America's female swimmers are dominating the Olympic trials with more record-breaking performances than their male counterparts.
Janet Evans tries to qualify for her second individual event today in the 800 freestyle, where she owns the world record and was gold medalist in the 1988 Olympics.
Matt Biondi and Tom Jager renew their nine-year rivalry in the 50 freestyle preliminaries, while Melvin Stewart attempts to qualify in the 200 butterfly. He holds the world and American records in the event.
In the women's 100 breaststroke, Nall won in 1:09.29, the second fastest time ever by an American. She was third at the halfway point, then overtook American record holder Tracey McFarlane and Kelli King.
The top two finishers in each event qualify for the Summer Games in Barcelona.
Kleine, a 17-year-old from Lexington, Ky., finished sixth in the Wednesday morning preliminaries. At night, she was fifth after 50 meters in lane 7, where she couldn't see her competition.
When she reached the wall, she turned around to check the scoreboard.
"I've only dreamed of seeing a number one or two beside my name. It hasn't really hit me yet," she said.
Last year, Kleine was ranked 32nd in the world in the 100 breaststroke. And last week she was in Kentucky, competing for Henry Clay High School in the state girls' meet.
Nall's victory qualified her in two individual events. The 15-year-old from Towson, Md., set a world record Monday in the 200 breaststroke.
Crissy Ahmann-Leighton won the women's 100 butterfly in 58.61 seconds, the second fastest time in history.
"When I touched the wall, it almost felt like it didn't happen," Ahmann-Leighton said. "I still don't believe it."

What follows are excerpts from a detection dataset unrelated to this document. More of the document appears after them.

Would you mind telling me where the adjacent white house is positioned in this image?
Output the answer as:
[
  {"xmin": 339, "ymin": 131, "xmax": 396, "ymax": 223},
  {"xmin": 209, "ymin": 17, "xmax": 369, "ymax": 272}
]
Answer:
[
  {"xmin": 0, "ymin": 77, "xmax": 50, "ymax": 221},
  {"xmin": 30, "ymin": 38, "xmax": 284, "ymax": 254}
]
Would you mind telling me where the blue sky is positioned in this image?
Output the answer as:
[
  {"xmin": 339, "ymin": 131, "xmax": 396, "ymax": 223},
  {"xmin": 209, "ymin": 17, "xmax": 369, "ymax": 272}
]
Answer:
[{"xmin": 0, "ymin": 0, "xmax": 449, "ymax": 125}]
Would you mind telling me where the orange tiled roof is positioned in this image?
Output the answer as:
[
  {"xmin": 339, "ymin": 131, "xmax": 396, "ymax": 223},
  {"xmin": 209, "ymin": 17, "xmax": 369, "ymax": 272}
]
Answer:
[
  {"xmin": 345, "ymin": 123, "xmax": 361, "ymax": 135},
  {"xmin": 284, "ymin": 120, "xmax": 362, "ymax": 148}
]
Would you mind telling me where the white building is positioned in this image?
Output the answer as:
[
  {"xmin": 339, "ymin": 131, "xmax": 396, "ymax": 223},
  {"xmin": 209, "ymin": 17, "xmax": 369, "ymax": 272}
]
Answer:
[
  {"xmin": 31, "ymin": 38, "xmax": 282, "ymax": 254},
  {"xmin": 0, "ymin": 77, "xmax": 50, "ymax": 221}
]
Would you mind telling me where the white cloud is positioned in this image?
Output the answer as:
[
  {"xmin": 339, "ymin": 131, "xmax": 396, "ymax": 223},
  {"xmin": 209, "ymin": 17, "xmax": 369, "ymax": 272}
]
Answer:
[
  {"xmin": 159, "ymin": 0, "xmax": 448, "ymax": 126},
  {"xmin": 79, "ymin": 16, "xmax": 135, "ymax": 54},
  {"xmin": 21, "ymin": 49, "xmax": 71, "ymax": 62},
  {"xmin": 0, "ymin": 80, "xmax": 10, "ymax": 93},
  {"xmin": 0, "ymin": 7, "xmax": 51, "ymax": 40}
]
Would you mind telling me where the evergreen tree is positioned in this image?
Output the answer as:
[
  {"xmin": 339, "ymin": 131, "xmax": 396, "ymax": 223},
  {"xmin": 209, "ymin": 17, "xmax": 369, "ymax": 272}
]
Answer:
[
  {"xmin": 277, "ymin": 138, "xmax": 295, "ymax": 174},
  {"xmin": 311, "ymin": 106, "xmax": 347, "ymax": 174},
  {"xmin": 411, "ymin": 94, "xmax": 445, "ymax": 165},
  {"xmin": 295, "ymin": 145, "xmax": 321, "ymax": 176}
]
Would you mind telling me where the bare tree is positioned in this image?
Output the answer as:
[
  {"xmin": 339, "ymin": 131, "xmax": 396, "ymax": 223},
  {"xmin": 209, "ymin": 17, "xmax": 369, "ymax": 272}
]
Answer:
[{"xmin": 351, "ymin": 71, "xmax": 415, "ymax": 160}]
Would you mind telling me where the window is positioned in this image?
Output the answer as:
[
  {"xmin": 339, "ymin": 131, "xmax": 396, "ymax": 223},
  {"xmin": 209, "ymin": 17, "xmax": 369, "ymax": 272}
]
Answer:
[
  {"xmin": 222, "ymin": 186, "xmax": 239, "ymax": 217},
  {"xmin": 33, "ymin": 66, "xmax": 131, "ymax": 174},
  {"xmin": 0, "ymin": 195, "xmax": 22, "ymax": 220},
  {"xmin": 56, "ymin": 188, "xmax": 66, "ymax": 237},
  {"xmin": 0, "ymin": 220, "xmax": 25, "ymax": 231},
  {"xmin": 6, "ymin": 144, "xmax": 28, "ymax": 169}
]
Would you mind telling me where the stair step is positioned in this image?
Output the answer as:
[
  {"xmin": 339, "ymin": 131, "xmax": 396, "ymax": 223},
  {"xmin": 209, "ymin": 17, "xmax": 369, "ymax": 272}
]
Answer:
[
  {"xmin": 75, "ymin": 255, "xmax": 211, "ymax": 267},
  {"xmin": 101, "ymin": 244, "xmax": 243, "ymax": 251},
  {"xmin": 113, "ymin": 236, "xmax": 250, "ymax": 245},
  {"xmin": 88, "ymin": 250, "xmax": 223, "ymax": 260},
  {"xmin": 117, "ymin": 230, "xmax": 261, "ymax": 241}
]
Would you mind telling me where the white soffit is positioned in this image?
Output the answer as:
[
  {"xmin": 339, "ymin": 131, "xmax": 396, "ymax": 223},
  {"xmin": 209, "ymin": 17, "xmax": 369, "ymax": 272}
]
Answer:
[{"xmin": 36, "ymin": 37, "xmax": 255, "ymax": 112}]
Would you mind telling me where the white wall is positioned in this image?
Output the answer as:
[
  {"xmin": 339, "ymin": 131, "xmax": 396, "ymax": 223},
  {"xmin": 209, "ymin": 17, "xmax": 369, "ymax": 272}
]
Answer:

Among the eight finalists, Summer Sanders, Jenny Thompson and Janel Jorgensen also finished in less than a minute.
Mary T. Meagher, who set the world record of 57.93 in 1981, is the only other swimmer to break 59 seconds in the event. Sanders finished in 59.67.
Ahmann-Leighton said the depth among the female swimmers increases the competition, which results in the record-setting performances.

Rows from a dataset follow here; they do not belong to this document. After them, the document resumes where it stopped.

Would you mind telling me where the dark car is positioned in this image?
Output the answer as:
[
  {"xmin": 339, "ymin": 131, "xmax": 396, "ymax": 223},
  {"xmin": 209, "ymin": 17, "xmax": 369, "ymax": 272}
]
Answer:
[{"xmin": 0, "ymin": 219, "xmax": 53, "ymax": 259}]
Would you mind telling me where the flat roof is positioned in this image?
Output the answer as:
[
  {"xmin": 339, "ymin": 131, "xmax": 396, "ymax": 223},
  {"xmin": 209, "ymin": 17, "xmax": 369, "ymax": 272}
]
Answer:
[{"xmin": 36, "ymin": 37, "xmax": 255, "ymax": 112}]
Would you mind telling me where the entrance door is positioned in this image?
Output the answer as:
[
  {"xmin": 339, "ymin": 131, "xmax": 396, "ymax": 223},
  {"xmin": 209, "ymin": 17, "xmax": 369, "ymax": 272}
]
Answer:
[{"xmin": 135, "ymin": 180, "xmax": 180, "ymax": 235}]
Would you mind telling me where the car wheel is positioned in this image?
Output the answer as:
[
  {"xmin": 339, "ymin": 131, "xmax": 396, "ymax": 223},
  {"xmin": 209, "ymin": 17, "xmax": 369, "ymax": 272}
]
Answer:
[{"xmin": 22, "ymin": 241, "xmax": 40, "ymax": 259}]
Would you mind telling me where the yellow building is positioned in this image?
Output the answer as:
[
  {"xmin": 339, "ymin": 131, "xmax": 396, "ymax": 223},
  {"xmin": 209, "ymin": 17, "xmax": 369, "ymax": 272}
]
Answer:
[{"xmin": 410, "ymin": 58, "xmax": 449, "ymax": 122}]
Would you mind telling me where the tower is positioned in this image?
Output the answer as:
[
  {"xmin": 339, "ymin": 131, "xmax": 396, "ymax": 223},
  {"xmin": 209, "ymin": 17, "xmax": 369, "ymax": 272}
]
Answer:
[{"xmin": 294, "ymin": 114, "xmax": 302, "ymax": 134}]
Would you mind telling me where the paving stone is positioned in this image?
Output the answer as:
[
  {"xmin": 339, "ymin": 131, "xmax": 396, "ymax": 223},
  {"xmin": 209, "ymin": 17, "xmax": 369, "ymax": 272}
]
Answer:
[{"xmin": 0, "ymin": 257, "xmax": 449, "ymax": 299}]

"You can't swim a race without having one, two or three people on your butt," she said. "The women seem to be hungrier."
Few swimmers ever challenged Mike Barrowman in the 200 breaststroke, an event he hadn't lost since finishing fourth at the 1988 Olympics. But Roque Santos pulled off an upset in the closing meters Wednesday to win in 2:13.50, just four-hundredths of a second ahead of world-record holder Barrowman.

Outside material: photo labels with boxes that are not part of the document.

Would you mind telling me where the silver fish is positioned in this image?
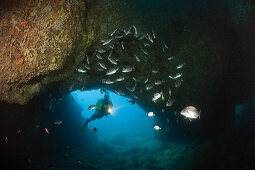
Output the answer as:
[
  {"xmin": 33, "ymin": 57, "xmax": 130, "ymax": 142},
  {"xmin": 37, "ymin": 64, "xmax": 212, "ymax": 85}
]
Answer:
[
  {"xmin": 138, "ymin": 34, "xmax": 145, "ymax": 40},
  {"xmin": 107, "ymin": 44, "xmax": 114, "ymax": 49},
  {"xmin": 107, "ymin": 57, "xmax": 118, "ymax": 65},
  {"xmin": 115, "ymin": 90, "xmax": 125, "ymax": 96},
  {"xmin": 131, "ymin": 94, "xmax": 138, "ymax": 99},
  {"xmin": 105, "ymin": 68, "xmax": 119, "ymax": 75},
  {"xmin": 116, "ymin": 76, "xmax": 125, "ymax": 81},
  {"xmin": 175, "ymin": 80, "xmax": 182, "ymax": 88},
  {"xmin": 96, "ymin": 66, "xmax": 104, "ymax": 71},
  {"xmin": 54, "ymin": 120, "xmax": 63, "ymax": 125},
  {"xmin": 124, "ymin": 27, "xmax": 132, "ymax": 35},
  {"xmin": 98, "ymin": 62, "xmax": 107, "ymax": 70},
  {"xmin": 168, "ymin": 73, "xmax": 182, "ymax": 80},
  {"xmin": 162, "ymin": 46, "xmax": 165, "ymax": 53},
  {"xmin": 166, "ymin": 118, "xmax": 170, "ymax": 123},
  {"xmin": 147, "ymin": 34, "xmax": 153, "ymax": 43},
  {"xmin": 151, "ymin": 29, "xmax": 156, "ymax": 39},
  {"xmin": 180, "ymin": 106, "xmax": 200, "ymax": 120},
  {"xmin": 126, "ymin": 84, "xmax": 136, "ymax": 92},
  {"xmin": 153, "ymin": 125, "xmax": 161, "ymax": 131},
  {"xmin": 77, "ymin": 68, "xmax": 87, "ymax": 73},
  {"xmin": 122, "ymin": 66, "xmax": 133, "ymax": 73},
  {"xmin": 121, "ymin": 41, "xmax": 125, "ymax": 50},
  {"xmin": 133, "ymin": 25, "xmax": 137, "ymax": 35},
  {"xmin": 111, "ymin": 29, "xmax": 118, "ymax": 36},
  {"xmin": 152, "ymin": 92, "xmax": 162, "ymax": 103},
  {"xmin": 154, "ymin": 80, "xmax": 164, "ymax": 85},
  {"xmin": 96, "ymin": 54, "xmax": 103, "ymax": 60},
  {"xmin": 87, "ymin": 55, "xmax": 90, "ymax": 64},
  {"xmin": 167, "ymin": 56, "xmax": 174, "ymax": 61},
  {"xmin": 135, "ymin": 55, "xmax": 141, "ymax": 62},
  {"xmin": 97, "ymin": 48, "xmax": 106, "ymax": 54},
  {"xmin": 145, "ymin": 84, "xmax": 154, "ymax": 90},
  {"xmin": 102, "ymin": 79, "xmax": 114, "ymax": 84},
  {"xmin": 146, "ymin": 112, "xmax": 156, "ymax": 117},
  {"xmin": 151, "ymin": 70, "xmax": 158, "ymax": 73},
  {"xmin": 166, "ymin": 98, "xmax": 174, "ymax": 107},
  {"xmin": 88, "ymin": 105, "xmax": 96, "ymax": 110},
  {"xmin": 141, "ymin": 49, "xmax": 149, "ymax": 55},
  {"xmin": 163, "ymin": 42, "xmax": 168, "ymax": 49},
  {"xmin": 85, "ymin": 64, "xmax": 91, "ymax": 70},
  {"xmin": 143, "ymin": 41, "xmax": 151, "ymax": 47},
  {"xmin": 114, "ymin": 35, "xmax": 123, "ymax": 39},
  {"xmin": 144, "ymin": 76, "xmax": 149, "ymax": 83},
  {"xmin": 168, "ymin": 88, "xmax": 172, "ymax": 96},
  {"xmin": 176, "ymin": 64, "xmax": 184, "ymax": 69},
  {"xmin": 161, "ymin": 92, "xmax": 165, "ymax": 101},
  {"xmin": 103, "ymin": 38, "xmax": 113, "ymax": 45}
]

"This will burn inside of me a long time," Barrowman said. "I will see this until Barcelona."
He'll also see Santos every day since both swim for the Curl-Burke club in Maryland. Santos' previous best time was 2:15.07, while Barrowman's world record is 2:10.60.
"We've raced every day, 100 million times," Santos said. "To beat Mike any time is a great thing."